By | October 25, 2019

As i mentioned in Topological Complexity, M.Farber shows the space of all continuous paths in space $X$ by $PX$ and equip the path space  $PX$  with compact-open topology. But why?

In this note i try to account compact-open topology and another one called compact convergence topology and obviously their relations.

Compact-Open topology

When we have a space of maps, more precisely in this case, a space of continuous functions (paths), and we want to exert a topology on this space, it is natural to considering compact-open topology. But what is it exactly?

Here i rewrite the definitiion of compact-open topology from “topology, A first course by Munkres”:

Let $X$ and $Y$ be topological spaces. If $C$ is a compact subset of $X$ and $U$ is an open subset of $Y$, define

$S(C,U) =\{f \mid f \in \mathcal C(X,Y) \thinspace and \thinspace f(C)\subset U \}$

The sets $S(C,U)$ form a subbasis for a topology on $\mathcal C(X,Y)$ called the compact-open topology.

Compact convergence topology

Again from “topology, A first course by Munkres” we have:

Let $(Y,d)$ be a metric space; let $X$ be a topological space. Given an element $f$ of $Y^X$, a compact subset $C$ in $X$, and a number $\epsilon > 0$, let $B_{c}(f,e)$ denote the set of all those elements $g$ of $Y^X$ for which

$lub\{d(f(x),g(x)) \mid x \in C \} < \epsilon$

The sets $B_{c}(f,e)$ form a basis for a topology on $Y^X$. It is called the topology of compact convergence (or sometimes the “topology of uniform convergence on compact sets”).

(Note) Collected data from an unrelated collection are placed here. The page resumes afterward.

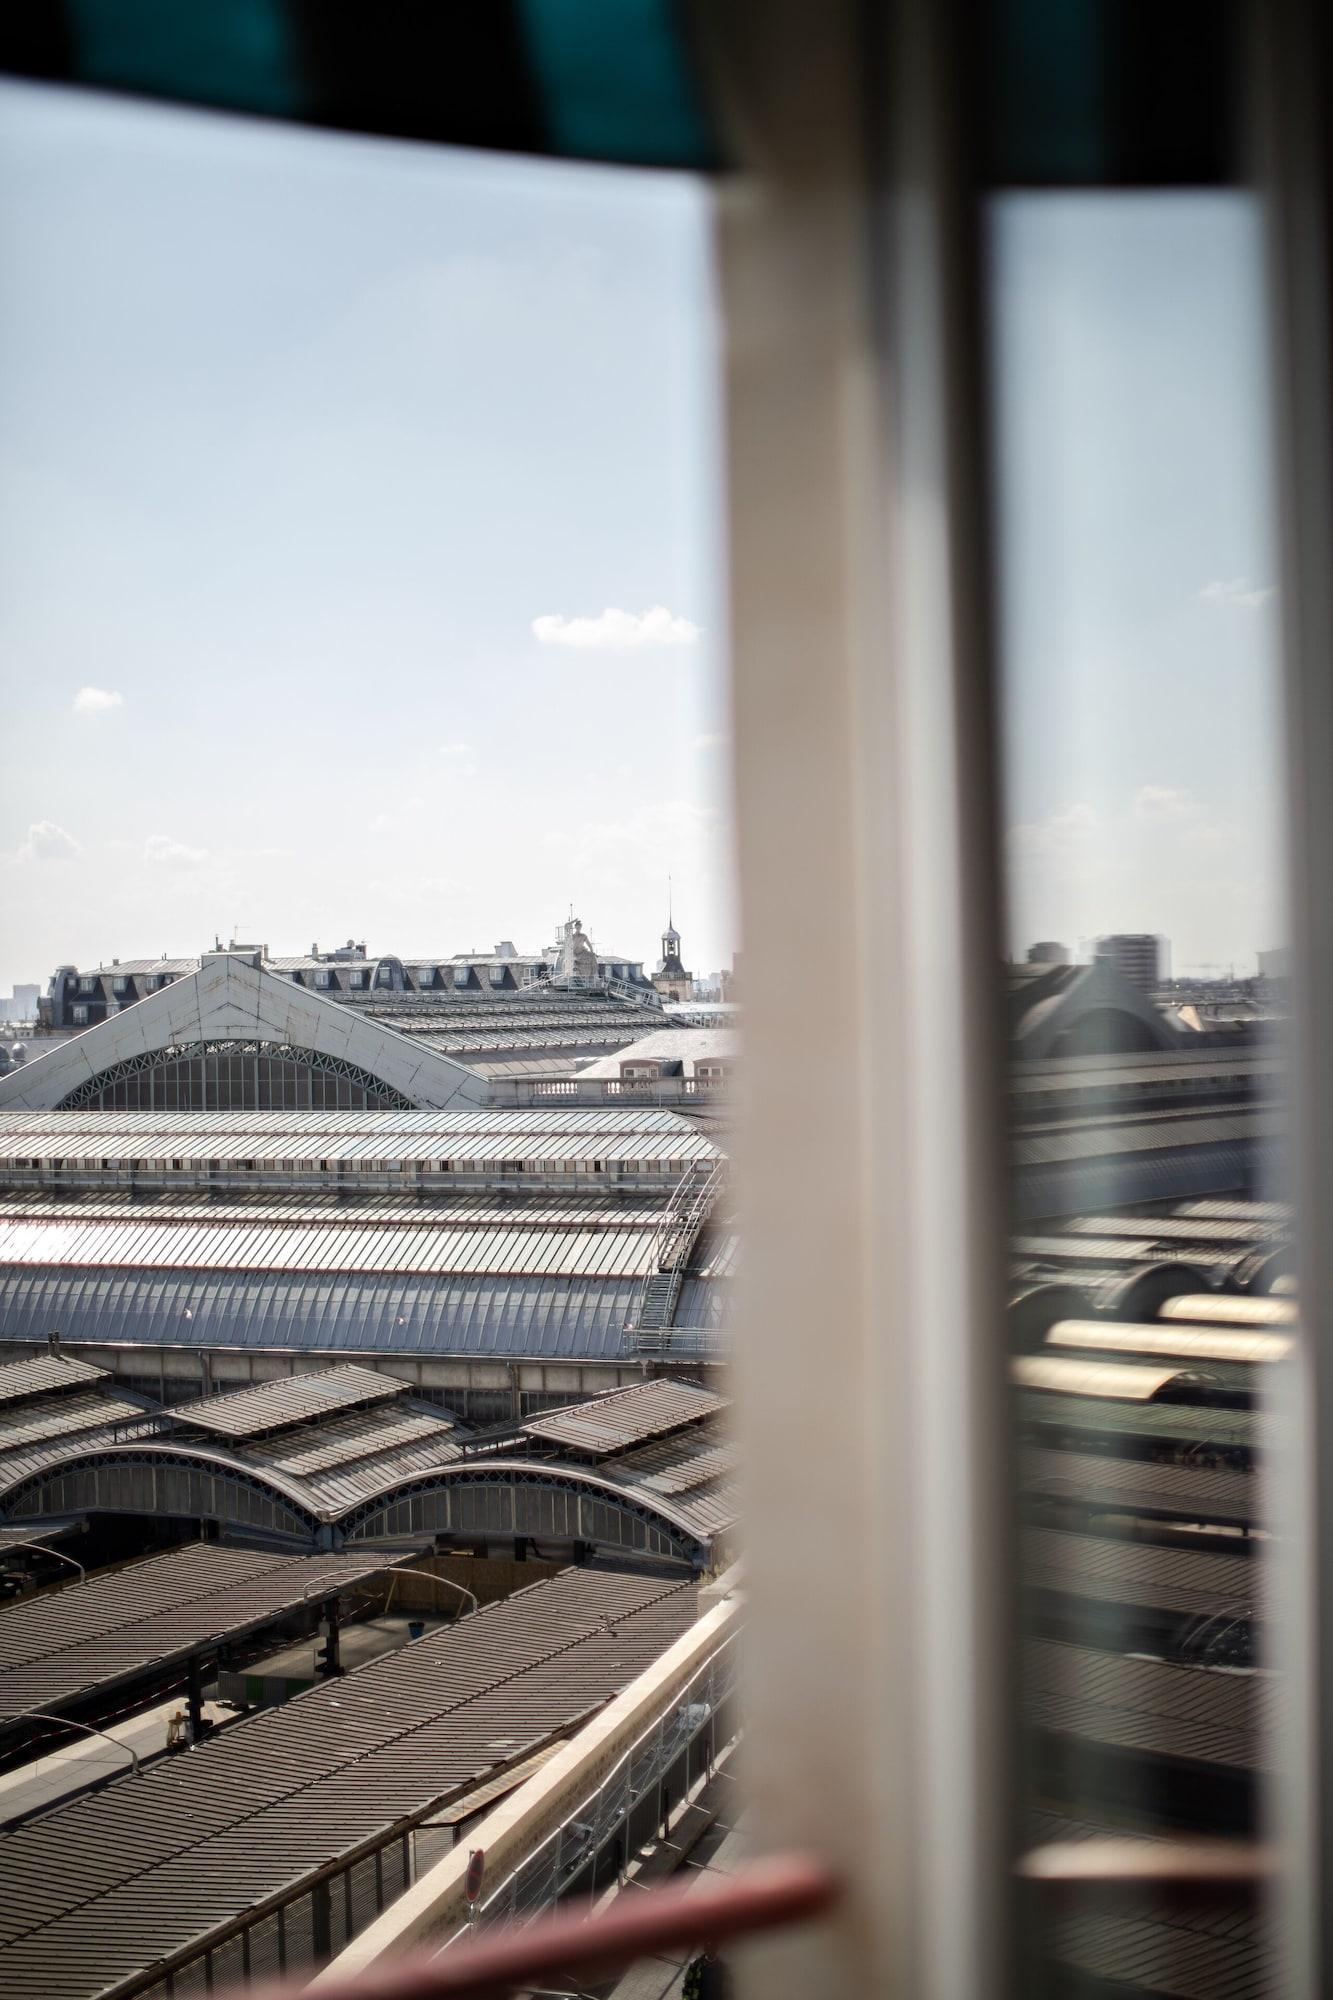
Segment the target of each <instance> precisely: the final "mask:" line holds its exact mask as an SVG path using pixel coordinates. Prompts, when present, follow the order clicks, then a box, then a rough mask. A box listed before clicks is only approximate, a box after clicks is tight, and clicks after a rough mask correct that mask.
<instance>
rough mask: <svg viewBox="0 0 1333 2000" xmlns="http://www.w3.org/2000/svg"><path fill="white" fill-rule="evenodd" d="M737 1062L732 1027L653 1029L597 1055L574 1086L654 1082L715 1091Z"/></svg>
mask: <svg viewBox="0 0 1333 2000" xmlns="http://www.w3.org/2000/svg"><path fill="white" fill-rule="evenodd" d="M735 1058H737V1032H735V1028H654V1030H652V1034H644V1036H640V1040H638V1042H630V1046H628V1048H622V1050H618V1052H616V1054H614V1056H602V1058H600V1060H598V1062H588V1064H584V1066H582V1068H580V1070H578V1082H598V1080H618V1082H620V1084H660V1082H673V1080H683V1082H687V1084H691V1086H693V1088H695V1090H709V1088H713V1090H715V1088H719V1086H721V1084H725V1082H727V1080H729V1076H731V1070H733V1064H735Z"/></svg>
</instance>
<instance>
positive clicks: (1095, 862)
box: [991, 194, 1297, 1994]
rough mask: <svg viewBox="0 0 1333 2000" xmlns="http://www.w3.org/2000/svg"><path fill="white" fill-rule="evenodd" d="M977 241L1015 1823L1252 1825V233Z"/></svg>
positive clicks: (1272, 549)
mask: <svg viewBox="0 0 1333 2000" xmlns="http://www.w3.org/2000/svg"><path fill="white" fill-rule="evenodd" d="M991 258H993V302H995V354H993V370H995V406H997V424H999V492H1001V512H999V520H1001V612H1003V710H1005V812H1007V828H1009V846H1007V900H1009V954H1011V964H1009V966H1007V1006H1009V1024H1011V1052H1013V1060H1011V1072H1009V1094H1011V1156H1013V1174H1011V1204H1013V1232H1015V1234H1013V1244H1011V1258H1013V1268H1011V1282H1013V1304H1011V1338H1013V1348H1015V1362H1013V1374H1015V1390H1013V1418H1015V1426H1017V1466H1019V1564H1021V1582H1023V1590H1021V1652H1019V1660H1021V1690H1023V1718H1025V1804H1027V1826H1025V1838H1027V1842H1029V1844H1049V1842H1075V1844H1081V1842H1087V1840H1091V1838H1097V1836H1123V1838H1131V1840H1145V1838H1147V1840H1153V1842H1161V1840H1163V1838H1175V1840H1181V1838H1189V1836H1193V1834H1215V1836H1227V1838H1235V1840H1241V1838H1247V1836H1253V1834H1255V1830H1257V1826H1259V1812H1261V1806H1263V1796H1261V1794H1263V1782H1265V1774H1267V1772H1269V1770H1271V1760H1273V1754H1271V1718H1273V1702H1275V1698H1277V1694H1279V1678H1277V1670H1275V1668H1277V1662H1275V1658H1273V1656H1271V1652H1269V1646H1267V1630H1265V1608H1263V1606H1265V1564H1263V1556H1265V1546H1267V1514H1265V1488H1263V1480H1261V1470H1263V1462H1265V1456H1267V1454H1269V1452H1271V1450H1273V1444H1275V1418H1273V1416H1271V1414H1269V1410H1267V1404H1269V1394H1271V1388H1273V1382H1275V1376H1277V1370H1279V1368H1281V1366H1283V1358H1285V1356H1287V1354H1289V1352H1291V1342H1293V1340H1295V1338H1297V1328H1295V1316H1297V1300H1295V1296H1293V1282H1295V1280H1293V1244H1291V1228H1289V1210H1287V1206H1285V1202H1283V1160H1281V1060H1279V1054H1277V1040H1275V1036H1277V1024H1279V1022H1281V1018H1283V1012H1285V1000H1287V936H1285V928H1283V908H1281V894H1279V870H1277V842H1275V820H1277V804H1279V796H1281V776H1279V758H1277V666H1275V588H1273V546H1271V508H1269V482H1267V438H1265V426H1263V410H1265V396H1263V354H1261V338H1259V314H1261V230H1259V216H1257V210H1255V206H1253V202H1251V200H1249V198H1245V196H1239V194H1189V196H1161V194H1051V196H1005V198H1001V200H997V202H995V204H993V212H991ZM1027 1944H1029V1952H1031V1960H1033V1974H1035V1984H1039V1986H1041V1988H1043V1990H1051V1992H1079V1994H1081V1992H1097V1994H1103V1992H1173V1994H1175V1992H1213V1990H1217V1992H1221V1990H1227V1992H1233V1990H1235V1992H1241V1990H1243V1992H1255V1994H1259V1992H1265V1990H1269V1986H1271V1978H1273V1968H1271V1964H1269V1956H1267V1952H1269V1944H1267V1936H1265V1928H1263V1922H1261V1920H1259V1918H1247V1916H1243V1914H1239V1912H1237V1910H1235V1908H1217V1906H1213V1908H1203V1910H1183V1908H1177V1906H1173V1902H1171V1898H1167V1896H1165V1894H1159V1896H1147V1894H1145V1896H1143V1902H1141V1906H1135V1908H1131V1910H1125V1908H1123V1906H1119V1908H1117V1910H1115V1912H1111V1914H1107V1910H1105V1906H1101V1904H1097V1902H1095V1900H1087V1902H1077V1900H1075V1902H1073V1904H1063V1906H1061V1910H1059V1912H1055V1910H1045V1912H1039V1914H1037V1918H1035V1926H1033V1936H1029V1940H1027ZM1191 1980H1193V1984H1191ZM1181 1982H1185V1984H1181Z"/></svg>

Coincidence of Compact convergence and Compact-Open topology

Theorem 5.1 in the book noted above is as below:

Let $X$ be a space and let $(Y,d)$ be a metric space. For the space $\mathcal C(X,Y)$, the compact-open topology and topology of compact convergence coincide.

With this theorem we can understand the continuity of functions showed by $s_{i}$ in the notion of Topological Complexity, better and better. In fact with compact convergence topology on $X^I$, we can conceive closing of two paths more easier, because we can assume a metric on $X$.

But on the other hand we know that this metric is not important, means the structured topology doesn’t depend on the metric of $X$.